We would do the same for any other draw commands which occur in the frame.

Hash Grid

The Hash Grid is a 2d grid of cells where each cell is represented by a hash value (a 32bit unsigned integer and simple hash function such as FNV-1a should suffice) which is associated with an NxN pixel region of the screen. There must be enough cells to account for the whole screen, eg. a screen resolution of 1920x1080 and cell size of 100x100 pixels would require a 20x11 grid of cells. A second hash grid of the same size is also stored as we'll need to compare the current hash grid with the one of the previous frame.

unsigned  cell_buf1[CELLS_X * CELLS_Y];
unsigned  cell_buf2[CELLS_X * CELLS_Y];
unsigned *cells = cell_buf1;
unsigned *cells_prev = cell_buf2;

At the end of each frame when the command buffer has been filled by the application's code, we reset the hash grid to an initial state; that is, setting each cell's hash value to the initial value used by our hash function.

for (int i = 0; i < CELLS_X * CELLS_Y; i++) {
  cells[i] = HASH_INITIAL;
}

We then iterate the buffer of commands and for each one we hash the command itself. Each hash value for the cells of the hash grid which the command's rect overlaps would then be updated with the command's hash value:

Command *cmd = (void*)  command_buf;
Command *end = (void*) &command_buf[command_buf_idx];

while (cmd != end) {
  unsigned h = HASH_INITIAL;
  hash(&h, cmd, cmd->size);
  update_overlapping_cells(cmd->rect, h);
  cmd = (void*) (((char*) cmd) + cmd->size);
}

With the implementation of update_overlapping_cells:

void update_overlapping_cells(Rect r, unsigned h) {
  int x1 = r.x / CELL_SIZE;
  int y1 = r.y / CELL_SIZE;
  int x2 = (r.x + r.w) / CELL_SIZE;
  int y2 = (r.y + r.h) / CELL_SIZE;
  for (int y = y1; y <= y2; y++) {
    for (int x = x1; x <= x2; x++) {
      hash(&cells[x + y * CELLS_X], &h, sizeof(h));
    }
  }
}

Rendering

Once all the commands have been iterated the hash grid is complete. We then iterate each cell of the hash grid and compare it to the previous frame's value, if the cells differ we need to redraw the region of the screen that the cell represents.

For each changed region we set our renderer to clip to that region and iterate the draw commands again, for every command where the rect overlaps that cell we perform the command's draw operation:

for (int y = 0; y < CELLS_Y; y++) {
  for (int x = 0; x < CELLS_X; x++) {
    int idx = x + y * CELLS_X;
    if (cells[idx] != cells_prev[idx]) {
      Rect rect = { x * CELL_SIZE, y * CELL_SIZE, CELL_SIZE, CELL_SIZE };
      redraw_region(rect);
    }
  }
}

As a simple optimisation each changed cell shouldn't draw immediately, but instead an effort should be made to merge the rectangle regions for adjacent cells into larger rectangle regions which are then redrawn.

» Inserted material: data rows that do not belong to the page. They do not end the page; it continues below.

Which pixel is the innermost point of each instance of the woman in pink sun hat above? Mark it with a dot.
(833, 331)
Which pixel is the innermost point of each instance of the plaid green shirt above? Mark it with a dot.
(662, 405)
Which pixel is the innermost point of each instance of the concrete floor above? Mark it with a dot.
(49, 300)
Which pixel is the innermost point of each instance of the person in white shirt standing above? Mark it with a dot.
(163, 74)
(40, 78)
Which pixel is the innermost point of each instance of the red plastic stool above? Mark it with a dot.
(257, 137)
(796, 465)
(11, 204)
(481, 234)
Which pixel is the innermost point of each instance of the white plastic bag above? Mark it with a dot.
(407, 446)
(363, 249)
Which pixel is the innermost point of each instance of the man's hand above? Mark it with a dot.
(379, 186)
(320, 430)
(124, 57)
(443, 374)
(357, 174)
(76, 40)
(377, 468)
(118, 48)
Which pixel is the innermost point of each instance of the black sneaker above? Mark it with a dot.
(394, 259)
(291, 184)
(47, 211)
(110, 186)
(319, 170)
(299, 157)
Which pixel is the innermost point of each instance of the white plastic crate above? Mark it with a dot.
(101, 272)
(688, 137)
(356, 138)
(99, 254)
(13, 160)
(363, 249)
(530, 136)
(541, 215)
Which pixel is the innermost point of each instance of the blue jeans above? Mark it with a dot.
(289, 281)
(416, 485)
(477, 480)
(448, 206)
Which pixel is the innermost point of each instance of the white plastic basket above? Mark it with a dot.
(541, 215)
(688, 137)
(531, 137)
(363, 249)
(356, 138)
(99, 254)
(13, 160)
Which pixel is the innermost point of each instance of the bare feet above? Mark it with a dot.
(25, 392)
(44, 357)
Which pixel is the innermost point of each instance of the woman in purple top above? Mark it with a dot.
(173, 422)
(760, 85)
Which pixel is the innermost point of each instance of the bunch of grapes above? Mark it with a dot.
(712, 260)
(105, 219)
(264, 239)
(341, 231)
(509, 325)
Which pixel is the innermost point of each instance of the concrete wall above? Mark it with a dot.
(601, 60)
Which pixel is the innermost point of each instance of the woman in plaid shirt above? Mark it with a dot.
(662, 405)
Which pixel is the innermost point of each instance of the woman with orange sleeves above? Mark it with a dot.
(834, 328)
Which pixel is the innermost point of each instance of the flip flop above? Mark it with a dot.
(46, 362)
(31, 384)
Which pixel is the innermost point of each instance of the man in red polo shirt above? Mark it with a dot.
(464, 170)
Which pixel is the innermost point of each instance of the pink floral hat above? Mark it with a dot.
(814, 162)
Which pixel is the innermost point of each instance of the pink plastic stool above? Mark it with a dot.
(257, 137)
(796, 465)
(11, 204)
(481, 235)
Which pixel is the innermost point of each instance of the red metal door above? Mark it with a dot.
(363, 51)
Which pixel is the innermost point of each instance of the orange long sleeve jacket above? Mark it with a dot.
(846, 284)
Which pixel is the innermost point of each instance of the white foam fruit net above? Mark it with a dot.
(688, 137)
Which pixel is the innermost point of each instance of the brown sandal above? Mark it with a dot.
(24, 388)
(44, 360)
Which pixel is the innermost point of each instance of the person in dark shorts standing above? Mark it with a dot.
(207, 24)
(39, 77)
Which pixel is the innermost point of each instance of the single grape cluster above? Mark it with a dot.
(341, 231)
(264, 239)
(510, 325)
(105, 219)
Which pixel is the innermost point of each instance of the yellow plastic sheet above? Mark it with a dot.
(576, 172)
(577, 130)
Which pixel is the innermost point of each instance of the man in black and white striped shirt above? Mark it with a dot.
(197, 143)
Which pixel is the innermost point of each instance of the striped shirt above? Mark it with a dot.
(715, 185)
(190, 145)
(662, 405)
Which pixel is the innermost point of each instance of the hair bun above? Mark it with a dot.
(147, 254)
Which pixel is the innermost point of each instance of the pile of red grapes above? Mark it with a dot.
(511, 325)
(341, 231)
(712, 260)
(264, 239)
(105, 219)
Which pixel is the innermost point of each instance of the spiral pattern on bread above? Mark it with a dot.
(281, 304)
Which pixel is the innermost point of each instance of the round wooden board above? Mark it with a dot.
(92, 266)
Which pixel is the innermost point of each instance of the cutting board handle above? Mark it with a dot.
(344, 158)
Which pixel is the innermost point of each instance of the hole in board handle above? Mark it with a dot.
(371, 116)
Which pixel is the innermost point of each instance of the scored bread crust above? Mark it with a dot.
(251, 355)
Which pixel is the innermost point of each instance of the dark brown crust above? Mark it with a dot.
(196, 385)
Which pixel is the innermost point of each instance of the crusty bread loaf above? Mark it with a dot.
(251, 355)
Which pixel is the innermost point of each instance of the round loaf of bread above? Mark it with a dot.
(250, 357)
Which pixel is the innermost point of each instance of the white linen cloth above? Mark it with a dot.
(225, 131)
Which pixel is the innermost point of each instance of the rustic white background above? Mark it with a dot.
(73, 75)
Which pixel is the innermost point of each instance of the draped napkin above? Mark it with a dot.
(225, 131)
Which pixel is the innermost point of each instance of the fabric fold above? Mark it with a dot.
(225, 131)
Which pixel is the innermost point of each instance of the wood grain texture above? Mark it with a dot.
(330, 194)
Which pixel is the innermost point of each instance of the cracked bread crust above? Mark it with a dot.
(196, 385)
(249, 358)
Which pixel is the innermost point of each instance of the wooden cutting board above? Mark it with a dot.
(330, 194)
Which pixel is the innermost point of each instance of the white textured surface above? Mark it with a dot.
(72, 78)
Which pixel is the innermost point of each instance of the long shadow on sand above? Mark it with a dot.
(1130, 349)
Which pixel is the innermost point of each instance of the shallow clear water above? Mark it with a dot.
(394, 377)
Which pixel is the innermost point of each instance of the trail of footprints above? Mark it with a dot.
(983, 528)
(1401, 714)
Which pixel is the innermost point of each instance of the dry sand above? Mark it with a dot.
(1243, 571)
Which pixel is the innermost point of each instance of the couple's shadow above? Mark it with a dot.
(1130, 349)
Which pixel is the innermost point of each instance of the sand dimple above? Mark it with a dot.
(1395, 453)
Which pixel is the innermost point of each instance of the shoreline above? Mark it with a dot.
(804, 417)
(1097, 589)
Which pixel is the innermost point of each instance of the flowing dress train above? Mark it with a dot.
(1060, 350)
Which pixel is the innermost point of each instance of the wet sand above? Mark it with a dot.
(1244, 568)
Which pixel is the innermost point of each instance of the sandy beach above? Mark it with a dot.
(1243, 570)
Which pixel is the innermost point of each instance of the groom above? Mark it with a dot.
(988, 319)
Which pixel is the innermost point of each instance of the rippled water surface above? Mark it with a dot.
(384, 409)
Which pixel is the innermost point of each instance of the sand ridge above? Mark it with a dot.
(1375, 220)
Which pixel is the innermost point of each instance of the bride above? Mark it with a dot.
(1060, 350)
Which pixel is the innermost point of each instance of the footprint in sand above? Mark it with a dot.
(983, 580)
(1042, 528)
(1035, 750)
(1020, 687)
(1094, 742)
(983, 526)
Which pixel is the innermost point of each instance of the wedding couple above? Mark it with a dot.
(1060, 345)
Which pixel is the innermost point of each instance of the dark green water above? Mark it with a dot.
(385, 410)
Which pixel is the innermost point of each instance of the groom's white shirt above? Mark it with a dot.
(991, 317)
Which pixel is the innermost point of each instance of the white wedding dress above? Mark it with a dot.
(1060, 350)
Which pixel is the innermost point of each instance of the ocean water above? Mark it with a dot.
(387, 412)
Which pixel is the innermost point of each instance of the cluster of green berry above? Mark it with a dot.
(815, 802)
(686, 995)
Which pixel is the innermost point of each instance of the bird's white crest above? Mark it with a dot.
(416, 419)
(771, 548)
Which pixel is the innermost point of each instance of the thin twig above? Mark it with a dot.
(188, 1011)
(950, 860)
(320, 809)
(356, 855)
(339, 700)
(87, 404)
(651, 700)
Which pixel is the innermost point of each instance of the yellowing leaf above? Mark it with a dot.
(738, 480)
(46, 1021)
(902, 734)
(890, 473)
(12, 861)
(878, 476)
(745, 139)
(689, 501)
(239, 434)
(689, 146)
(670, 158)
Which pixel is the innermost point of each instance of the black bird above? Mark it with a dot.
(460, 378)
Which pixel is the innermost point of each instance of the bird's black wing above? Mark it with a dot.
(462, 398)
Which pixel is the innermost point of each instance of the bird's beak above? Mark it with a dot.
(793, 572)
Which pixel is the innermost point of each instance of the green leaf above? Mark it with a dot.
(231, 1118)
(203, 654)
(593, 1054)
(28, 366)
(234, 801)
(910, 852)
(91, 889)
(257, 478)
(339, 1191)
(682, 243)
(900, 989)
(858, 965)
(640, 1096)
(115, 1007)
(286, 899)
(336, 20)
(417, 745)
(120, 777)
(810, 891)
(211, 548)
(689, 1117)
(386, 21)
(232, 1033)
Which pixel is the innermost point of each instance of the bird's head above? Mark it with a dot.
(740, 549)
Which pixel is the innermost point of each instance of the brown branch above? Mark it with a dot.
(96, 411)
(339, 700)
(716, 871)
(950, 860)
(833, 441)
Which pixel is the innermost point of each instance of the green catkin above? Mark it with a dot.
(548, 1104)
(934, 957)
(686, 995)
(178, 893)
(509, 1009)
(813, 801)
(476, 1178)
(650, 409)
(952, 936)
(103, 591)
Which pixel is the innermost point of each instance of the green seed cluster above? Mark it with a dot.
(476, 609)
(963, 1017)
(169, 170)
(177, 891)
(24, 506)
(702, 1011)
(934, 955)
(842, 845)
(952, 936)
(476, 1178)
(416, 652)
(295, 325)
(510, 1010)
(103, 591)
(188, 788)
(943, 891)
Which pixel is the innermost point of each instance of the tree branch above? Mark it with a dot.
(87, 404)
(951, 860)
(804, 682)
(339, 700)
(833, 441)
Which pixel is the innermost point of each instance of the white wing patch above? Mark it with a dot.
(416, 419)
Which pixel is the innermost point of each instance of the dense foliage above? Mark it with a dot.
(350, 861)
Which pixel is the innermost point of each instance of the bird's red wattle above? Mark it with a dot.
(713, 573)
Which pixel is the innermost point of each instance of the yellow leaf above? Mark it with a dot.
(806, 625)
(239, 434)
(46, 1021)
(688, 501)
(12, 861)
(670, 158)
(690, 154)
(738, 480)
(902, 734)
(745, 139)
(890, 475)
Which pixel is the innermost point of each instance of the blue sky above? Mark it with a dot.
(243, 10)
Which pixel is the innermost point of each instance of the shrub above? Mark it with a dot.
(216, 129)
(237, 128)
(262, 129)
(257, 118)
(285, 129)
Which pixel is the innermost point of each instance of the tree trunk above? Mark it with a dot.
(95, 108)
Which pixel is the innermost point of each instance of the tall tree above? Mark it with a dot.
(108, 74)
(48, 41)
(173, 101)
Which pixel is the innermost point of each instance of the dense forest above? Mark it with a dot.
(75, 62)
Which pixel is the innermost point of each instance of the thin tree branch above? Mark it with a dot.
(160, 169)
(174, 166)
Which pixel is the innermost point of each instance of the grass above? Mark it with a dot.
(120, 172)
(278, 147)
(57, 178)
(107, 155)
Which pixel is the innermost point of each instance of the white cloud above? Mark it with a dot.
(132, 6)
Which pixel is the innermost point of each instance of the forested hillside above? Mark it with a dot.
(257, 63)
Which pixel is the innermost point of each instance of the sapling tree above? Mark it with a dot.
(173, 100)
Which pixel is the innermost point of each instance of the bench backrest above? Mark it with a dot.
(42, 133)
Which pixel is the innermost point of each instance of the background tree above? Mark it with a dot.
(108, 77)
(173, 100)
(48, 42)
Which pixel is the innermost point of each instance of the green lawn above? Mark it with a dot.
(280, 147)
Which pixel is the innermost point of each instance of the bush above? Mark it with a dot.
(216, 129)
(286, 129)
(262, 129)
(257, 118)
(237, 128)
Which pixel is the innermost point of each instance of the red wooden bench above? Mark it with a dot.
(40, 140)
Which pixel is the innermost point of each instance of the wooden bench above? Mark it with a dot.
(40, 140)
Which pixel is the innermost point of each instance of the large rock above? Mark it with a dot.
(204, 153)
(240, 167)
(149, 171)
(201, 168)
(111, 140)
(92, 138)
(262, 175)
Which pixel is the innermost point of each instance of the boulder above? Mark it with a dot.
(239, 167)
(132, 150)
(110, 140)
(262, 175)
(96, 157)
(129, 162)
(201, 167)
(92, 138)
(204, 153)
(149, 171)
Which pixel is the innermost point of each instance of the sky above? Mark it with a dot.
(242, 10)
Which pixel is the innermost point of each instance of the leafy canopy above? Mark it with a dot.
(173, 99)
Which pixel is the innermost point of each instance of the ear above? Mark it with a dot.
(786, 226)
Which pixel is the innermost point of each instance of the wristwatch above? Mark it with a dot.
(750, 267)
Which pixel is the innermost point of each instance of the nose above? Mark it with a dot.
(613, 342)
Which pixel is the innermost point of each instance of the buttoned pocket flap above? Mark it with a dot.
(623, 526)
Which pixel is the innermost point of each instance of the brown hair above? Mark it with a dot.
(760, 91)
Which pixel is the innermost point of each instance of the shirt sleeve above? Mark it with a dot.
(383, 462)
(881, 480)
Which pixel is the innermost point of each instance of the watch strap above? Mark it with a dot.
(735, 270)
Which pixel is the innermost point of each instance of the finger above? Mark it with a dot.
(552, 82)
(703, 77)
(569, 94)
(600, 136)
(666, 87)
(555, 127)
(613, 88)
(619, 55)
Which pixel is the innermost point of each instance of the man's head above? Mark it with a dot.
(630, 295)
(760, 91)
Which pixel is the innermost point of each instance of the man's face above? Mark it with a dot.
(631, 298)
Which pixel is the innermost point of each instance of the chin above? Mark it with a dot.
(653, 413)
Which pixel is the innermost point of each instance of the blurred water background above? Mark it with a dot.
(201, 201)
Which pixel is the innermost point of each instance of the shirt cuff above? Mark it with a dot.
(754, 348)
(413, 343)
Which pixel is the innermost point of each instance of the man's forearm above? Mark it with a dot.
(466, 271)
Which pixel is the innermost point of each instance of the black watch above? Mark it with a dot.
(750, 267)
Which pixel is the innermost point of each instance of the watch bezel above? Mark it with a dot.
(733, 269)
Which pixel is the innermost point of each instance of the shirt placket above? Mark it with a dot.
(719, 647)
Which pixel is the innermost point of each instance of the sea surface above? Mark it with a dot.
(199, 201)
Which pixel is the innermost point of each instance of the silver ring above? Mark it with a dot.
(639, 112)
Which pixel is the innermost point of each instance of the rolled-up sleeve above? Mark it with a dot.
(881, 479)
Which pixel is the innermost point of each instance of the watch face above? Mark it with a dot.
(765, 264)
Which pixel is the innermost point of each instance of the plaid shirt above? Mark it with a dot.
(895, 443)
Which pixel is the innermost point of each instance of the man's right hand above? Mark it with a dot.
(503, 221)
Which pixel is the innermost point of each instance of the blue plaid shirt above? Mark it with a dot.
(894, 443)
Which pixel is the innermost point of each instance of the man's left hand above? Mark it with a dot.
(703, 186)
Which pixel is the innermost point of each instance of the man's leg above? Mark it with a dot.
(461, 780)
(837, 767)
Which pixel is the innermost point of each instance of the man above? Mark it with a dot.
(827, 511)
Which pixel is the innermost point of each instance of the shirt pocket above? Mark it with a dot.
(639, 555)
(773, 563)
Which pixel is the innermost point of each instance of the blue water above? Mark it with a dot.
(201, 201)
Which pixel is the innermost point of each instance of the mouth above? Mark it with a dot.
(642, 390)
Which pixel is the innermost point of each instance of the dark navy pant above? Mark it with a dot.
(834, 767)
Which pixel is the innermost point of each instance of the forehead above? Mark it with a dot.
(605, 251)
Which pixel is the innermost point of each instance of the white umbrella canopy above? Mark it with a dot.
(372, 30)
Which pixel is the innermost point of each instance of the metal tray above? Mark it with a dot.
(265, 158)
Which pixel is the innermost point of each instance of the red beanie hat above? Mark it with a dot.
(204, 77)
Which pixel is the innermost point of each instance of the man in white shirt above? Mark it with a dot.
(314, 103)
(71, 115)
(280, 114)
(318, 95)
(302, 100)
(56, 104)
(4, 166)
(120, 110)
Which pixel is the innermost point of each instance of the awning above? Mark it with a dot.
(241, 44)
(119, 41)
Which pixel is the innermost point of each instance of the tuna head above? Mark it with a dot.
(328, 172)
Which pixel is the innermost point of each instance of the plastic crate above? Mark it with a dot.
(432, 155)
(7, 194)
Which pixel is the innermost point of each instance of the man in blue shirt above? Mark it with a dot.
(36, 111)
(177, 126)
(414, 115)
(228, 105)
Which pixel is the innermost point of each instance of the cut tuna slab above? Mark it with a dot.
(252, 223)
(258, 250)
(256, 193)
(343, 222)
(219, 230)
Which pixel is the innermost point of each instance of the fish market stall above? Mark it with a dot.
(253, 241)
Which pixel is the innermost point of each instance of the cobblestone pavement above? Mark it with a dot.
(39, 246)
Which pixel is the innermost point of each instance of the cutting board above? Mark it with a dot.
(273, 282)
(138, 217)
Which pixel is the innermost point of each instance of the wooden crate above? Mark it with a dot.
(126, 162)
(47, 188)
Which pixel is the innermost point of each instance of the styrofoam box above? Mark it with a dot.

Once we have finished redrawing the changed regions we swap the current frame's hash grid with the previous frame's (such that next frame we would be comparing with this frame's state) and reset the command buffer index to the start of the buffer:

unsigned *tmp = cells_prev;
cells_prev = cells;
cells = tmp;
command_buf_idx = 0;

Although the approach is aimed towards software rendering, it is not tied to it specifically and can be used to minimize redrawing when using hardware rendering; though it's questionable in reality how many situations would be improved by the approach when using hardware rendering.

Conclusion

The result of the approach means that rendering each frame is reduced to pushing a series of commands to a linear buffer and performing a fast hash function. For a typical UI most frames will result in nothing being redrawn, and most redraws will do so to only a small portion of the screen. Consider the difference in redrawing a transparent 512x512 rectangle which would require blending 262,144 pixels (1,048,576 bytes), versus hashing 180 bytes of data (the 40 byte command and 36 hash grid cells; note: the number of cells can be reduced by increasing the cell size if you're typically drawing larger elements). The more costly the drawing operation would have been the more benefit the approach yields.